Pin 3 - Headphone common
Pin 4 - Headphone “hot”
Five pin XLR
Pin 1 - Microphone common
Pin 2 - Microphone “hot”
Pin 3 - Headphone common
Pin 4 - Left Headphone “hot”
Pin 5 - Right Headphone “hot”
5 Since the power supply has a limited amount of XLR-3 connectors, splitter boxes are
used to expand the system. These boxes have all the connectors wired in parallel.
6 Some user stations have “loop-thru” connectors that allow “daisy chaining” stations
using a single connection to the power supply.
How Each System Works
Note
Drawings at the end of the chapter depict the systems being discussed.
First, please note that although these systems are full duplex and everybody could
theoretically talk at once, this is not at all practical or desirable. The usual operation is the
director or lead person has their microphone enabled all the time, while all other
microphones are switched off. These microphones are switched on only long enough to
supply an answer, make a request, or give data. In some cases, especially in noisy
environments, all microphones are off and only switched on as required. Because the
Party-Line concept has so many signal sources, this operational protocol is the only way
the Party-Line can be effective. And this is the reason for the system “mic kill”

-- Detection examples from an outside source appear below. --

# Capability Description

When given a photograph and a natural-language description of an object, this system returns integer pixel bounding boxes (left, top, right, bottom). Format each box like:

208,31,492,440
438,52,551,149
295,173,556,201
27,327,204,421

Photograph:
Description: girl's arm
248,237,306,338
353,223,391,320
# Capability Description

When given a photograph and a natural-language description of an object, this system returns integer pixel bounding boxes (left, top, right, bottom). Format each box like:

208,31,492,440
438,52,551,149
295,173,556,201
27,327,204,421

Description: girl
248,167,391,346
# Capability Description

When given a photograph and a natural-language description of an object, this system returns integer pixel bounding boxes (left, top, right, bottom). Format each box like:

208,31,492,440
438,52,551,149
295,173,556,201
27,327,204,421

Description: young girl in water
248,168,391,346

(microphone turn-off) capability, for the situation where a station is unmanned but has its
microphone enabled.
These systems use voltage controlled current sources (or similar electronics) to apply a
signal to the intercom line. All the signals applied are summed and converted to a voltage
at the single termination resistor or electronic impedance. The current sources (or similar
circuits) have output impedances of 10,000 ohms or greater. The loading effect of the
station on the intercom, say in a 200 ohm terminated system is, worst case, 10,000 ohms in
parallel with 200 ohms. This results in a change of the system termination to 196 ohms, a 2
percent change. This, in turn, causes a voltage change of 2 percent or 0.175dB, an
imperceptible change. It takes 20 stations across the line to cause a 3dB change, a
perceptible but not significant change. The volume controls in the user stations easily
adjust for this change. In the “not so” worst-case situation, these systems can work with up
to 75 stations, provided enough DC power is available. The work-around in this case, in
the RTS
™
TW system, is a switch on the power supply which doubles the system
impedance. Then, two power supplies can divide the DC load and are coupled together
with capacitors to end up with the 200 ohm termination and twice the user stations. In the
case of Clear-Com, the system termination is not electronic but a passive resistor. If an
adapter is made, the same trick can be done in a Clear-Com
®
system power supply. In the
case of Audiocom® intercoms, paralleling two power supplies with capacitors would
result in an impedance of 150 ohms which could still be usable in some instances.